Pohl Trial

The Pohl Trial (also known as the WVHA Trial and officially The United States of America vs. Oswald Pohl, et al.) was the fourth of the twelve trials for war crimes that the United States authorities held in their occupation zone in Germany in Nuremberg after the end of World War II. These twelve trials were all held before U.S. military courts, not before the International Military Tribunal, although both courts presided in the same rooms at the Palace of Justice. The twelve U.S. trials are collectively known as the "Subsequent Nuremberg Trials" or, more formally, as the "Trials of War Criminals before the Nuremberg Military Tribunals" (NMT).

In the Pohl case, Oswald Pohl and 17 other SS officers employed by the SS-Wirtschafts-Verwaltungshauptamt (WVHA), the Economics and Administrative Department of the SS, were tried for war crimes and crimes against humanity committed during the time of the Nazi regime. The main charge against them was their active involvement in and administration of the "Final Solution". The WVHA was the Nazi government office that ran the concentration and extermination camps. It also handled the procurement for the Waffen SS and, as of 1942, the administration of the SS-Totenkopfverbände.

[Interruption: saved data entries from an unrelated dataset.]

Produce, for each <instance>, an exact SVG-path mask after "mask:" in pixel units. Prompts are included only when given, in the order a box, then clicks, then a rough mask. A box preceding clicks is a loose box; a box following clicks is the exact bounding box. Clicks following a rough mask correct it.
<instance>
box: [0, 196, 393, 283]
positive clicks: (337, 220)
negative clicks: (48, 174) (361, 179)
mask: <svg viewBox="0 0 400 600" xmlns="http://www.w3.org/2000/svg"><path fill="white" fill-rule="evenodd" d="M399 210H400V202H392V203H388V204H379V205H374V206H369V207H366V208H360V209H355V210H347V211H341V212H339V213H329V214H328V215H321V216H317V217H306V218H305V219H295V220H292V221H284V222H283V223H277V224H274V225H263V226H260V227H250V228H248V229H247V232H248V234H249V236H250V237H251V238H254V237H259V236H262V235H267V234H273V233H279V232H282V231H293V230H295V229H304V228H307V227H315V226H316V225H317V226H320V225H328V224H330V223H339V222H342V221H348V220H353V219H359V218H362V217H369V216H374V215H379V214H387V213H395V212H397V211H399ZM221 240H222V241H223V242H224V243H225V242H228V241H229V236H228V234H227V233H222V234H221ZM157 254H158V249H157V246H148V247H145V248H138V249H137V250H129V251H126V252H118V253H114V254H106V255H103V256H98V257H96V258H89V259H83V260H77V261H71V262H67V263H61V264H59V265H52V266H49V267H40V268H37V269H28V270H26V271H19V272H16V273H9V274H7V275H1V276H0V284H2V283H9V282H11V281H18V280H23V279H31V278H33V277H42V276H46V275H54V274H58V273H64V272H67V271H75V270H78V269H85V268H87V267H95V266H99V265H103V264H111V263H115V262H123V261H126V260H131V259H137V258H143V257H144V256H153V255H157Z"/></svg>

The judges in this case, heard before Military Tribunal II, were Robert M. Toms (presiding judge) from Detroit, Michigan, Fitzroy Donald Phillips from North Carolina, Michael A. Musmanno from Pittsburgh, Pennsylvania, and John J. Speight from Alabama as an alternate judge. The Chief of Counsel for the Prosecution was Telford Taylor; James M. McHaney and Jack W. Robbins were the principal prosecutors. The indictment was presented on January 13, 1947; the trial began on April 8, and sentences were handed down on November 3, 1947. Four persons, including Oswald Pohl, were sentenced to death by hanging. Three were acquitted. The others received sentences of imprisonment between 10 years and lifetime.

At the request of the judges, the court reconvened on July 14, 1948 to consider additional material presented by the defense. On August 11, 1948, the tribunal issued its final sentences, confirming most of its earlier sentences, but slightly reducing some of the prison sentences and changing the death sentence of Georg Lörner into a sentence of life imprisonment.